$29.99
1 Objective
The purpose of this lab is to introduce the student to the pinned memory APIs long with CUDA Streams by implementing vector addition. The student will implement pinned memory allocation and experience the usage of CUDA Streams by writing the CUDA calls in the host code.
2 Instructions
The code template in template.cu provides a starting point and handles the import and export as well as the checking of the solution. Students are expected to insert their code to where demarcated with //@@. Students are expected to leave the other code unchanged. Edit the skeleton code to perform the following:
• Call pinned memory allocators
• Partition data into per-stream segments
• Copy data from host to device asynchronously
• Initialize grid and block dimensions
• Call the CUDA kernel
• Copy data from device to host asynchronously
• Synchronize
• Free streams and device memory
Compile the template with the provided Makefile. The executable generated as a result of compilation can be run using the following code:
./StreamVectorAdd Template -e <expected.raw> -i <input1.raw>,<input2.raw>
-o <output.raw> -t matrix
where <expected.raw> is the expected output, <input0.raw>,<input1.raw> is the input dataset,
and <output.raw> is an optional path to store the results.

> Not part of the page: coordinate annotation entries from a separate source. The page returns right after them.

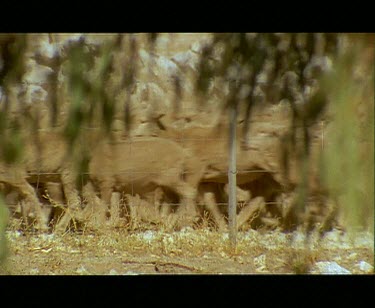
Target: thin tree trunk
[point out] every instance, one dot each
(232, 180)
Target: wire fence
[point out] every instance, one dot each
(42, 178)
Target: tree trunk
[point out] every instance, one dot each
(232, 180)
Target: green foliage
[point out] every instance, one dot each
(349, 156)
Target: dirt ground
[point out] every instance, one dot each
(124, 252)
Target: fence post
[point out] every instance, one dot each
(232, 173)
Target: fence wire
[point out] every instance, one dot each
(151, 173)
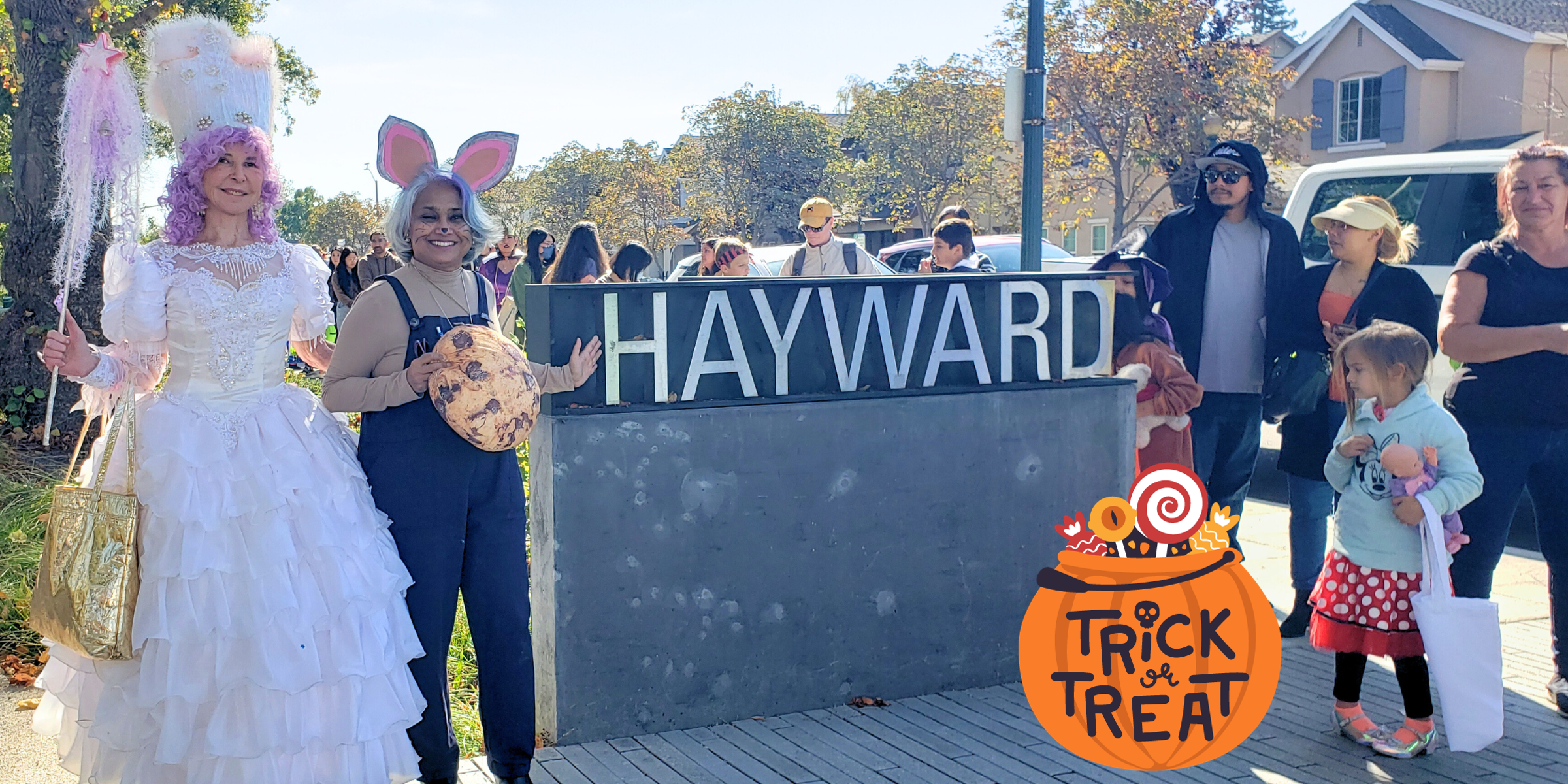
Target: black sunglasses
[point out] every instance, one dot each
(1230, 176)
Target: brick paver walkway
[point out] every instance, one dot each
(990, 736)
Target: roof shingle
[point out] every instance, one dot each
(1534, 16)
(1407, 32)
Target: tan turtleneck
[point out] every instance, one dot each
(367, 361)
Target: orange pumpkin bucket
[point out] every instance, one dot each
(1150, 664)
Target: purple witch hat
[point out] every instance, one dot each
(1153, 283)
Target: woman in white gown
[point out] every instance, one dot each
(272, 632)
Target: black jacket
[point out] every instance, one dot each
(1397, 295)
(1183, 242)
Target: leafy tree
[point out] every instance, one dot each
(297, 216)
(926, 137)
(639, 201)
(1133, 85)
(1266, 16)
(561, 189)
(38, 40)
(344, 218)
(628, 190)
(751, 162)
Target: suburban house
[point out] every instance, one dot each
(1420, 76)
(1084, 226)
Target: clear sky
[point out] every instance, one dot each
(589, 71)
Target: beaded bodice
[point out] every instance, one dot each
(229, 311)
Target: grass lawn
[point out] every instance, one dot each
(25, 491)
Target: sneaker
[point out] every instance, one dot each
(1349, 730)
(1392, 747)
(1558, 689)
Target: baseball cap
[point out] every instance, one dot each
(1358, 214)
(816, 212)
(1224, 153)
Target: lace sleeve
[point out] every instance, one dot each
(312, 303)
(135, 322)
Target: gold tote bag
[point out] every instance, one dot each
(90, 574)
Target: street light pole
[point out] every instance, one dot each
(1034, 134)
(377, 186)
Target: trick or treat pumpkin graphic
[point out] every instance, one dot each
(1149, 661)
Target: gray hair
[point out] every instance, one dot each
(482, 226)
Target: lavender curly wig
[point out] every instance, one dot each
(184, 195)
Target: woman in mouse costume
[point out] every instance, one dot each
(270, 640)
(459, 512)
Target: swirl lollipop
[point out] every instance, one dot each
(1170, 504)
(1112, 519)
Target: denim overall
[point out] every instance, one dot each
(459, 518)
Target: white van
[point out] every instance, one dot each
(1451, 197)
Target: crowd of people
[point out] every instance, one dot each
(1341, 351)
(310, 579)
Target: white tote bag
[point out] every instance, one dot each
(1463, 644)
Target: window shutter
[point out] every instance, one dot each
(1324, 107)
(1394, 106)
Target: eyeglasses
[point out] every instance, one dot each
(1230, 176)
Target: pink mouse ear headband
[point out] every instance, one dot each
(404, 153)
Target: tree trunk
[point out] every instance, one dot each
(41, 57)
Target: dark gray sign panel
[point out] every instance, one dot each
(720, 341)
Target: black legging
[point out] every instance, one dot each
(1412, 673)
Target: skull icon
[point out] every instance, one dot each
(1147, 613)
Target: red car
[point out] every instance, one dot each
(1002, 248)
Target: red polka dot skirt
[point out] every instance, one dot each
(1362, 610)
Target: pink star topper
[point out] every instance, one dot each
(101, 54)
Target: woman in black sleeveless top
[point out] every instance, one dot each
(1506, 318)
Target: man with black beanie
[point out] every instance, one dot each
(1232, 265)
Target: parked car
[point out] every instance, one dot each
(766, 263)
(1451, 198)
(1002, 248)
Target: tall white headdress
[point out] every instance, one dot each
(203, 76)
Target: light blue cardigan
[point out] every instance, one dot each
(1365, 526)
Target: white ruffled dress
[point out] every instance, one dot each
(272, 629)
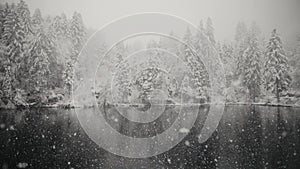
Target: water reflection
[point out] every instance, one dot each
(247, 137)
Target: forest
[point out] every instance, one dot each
(38, 55)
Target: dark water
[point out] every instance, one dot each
(247, 137)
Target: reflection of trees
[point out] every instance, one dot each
(250, 139)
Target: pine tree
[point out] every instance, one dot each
(24, 16)
(196, 66)
(77, 34)
(252, 70)
(13, 39)
(210, 31)
(240, 32)
(37, 19)
(39, 52)
(277, 76)
(7, 84)
(122, 73)
(240, 47)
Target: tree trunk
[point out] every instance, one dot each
(277, 91)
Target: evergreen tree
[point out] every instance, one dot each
(13, 39)
(252, 70)
(122, 78)
(77, 36)
(240, 32)
(24, 16)
(194, 63)
(37, 19)
(277, 76)
(39, 52)
(210, 31)
(7, 84)
(240, 47)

README.md has details on how to build libgputk, template.cpp and the dataset generator.
3 What to Turn in
Submit a report that includes the following:
1. How many bytes of data (both read and write) are moved from host to device when using CUDAStreams?
2. When should one use pinned memory? Explain.
3. Your version of template.cu.
4. Execution times of the kernel with the input data generated by the dataset generator (in a tableor graph). Please include the system information where you performed your evaluation. For time measurement, use gpuTKTime start and gpuTKTime stop functions (You can find details in libgputk/README.md).
5. Execution times of the kernel for the largest input size (96000 elements) with different numbersof CUDA Streams (up to 32). Please include the system information where you performed your evaluation. For time measurement, use gpuTKTime start and gpuTKTime stop functions (You can find details in libgputk/README.md).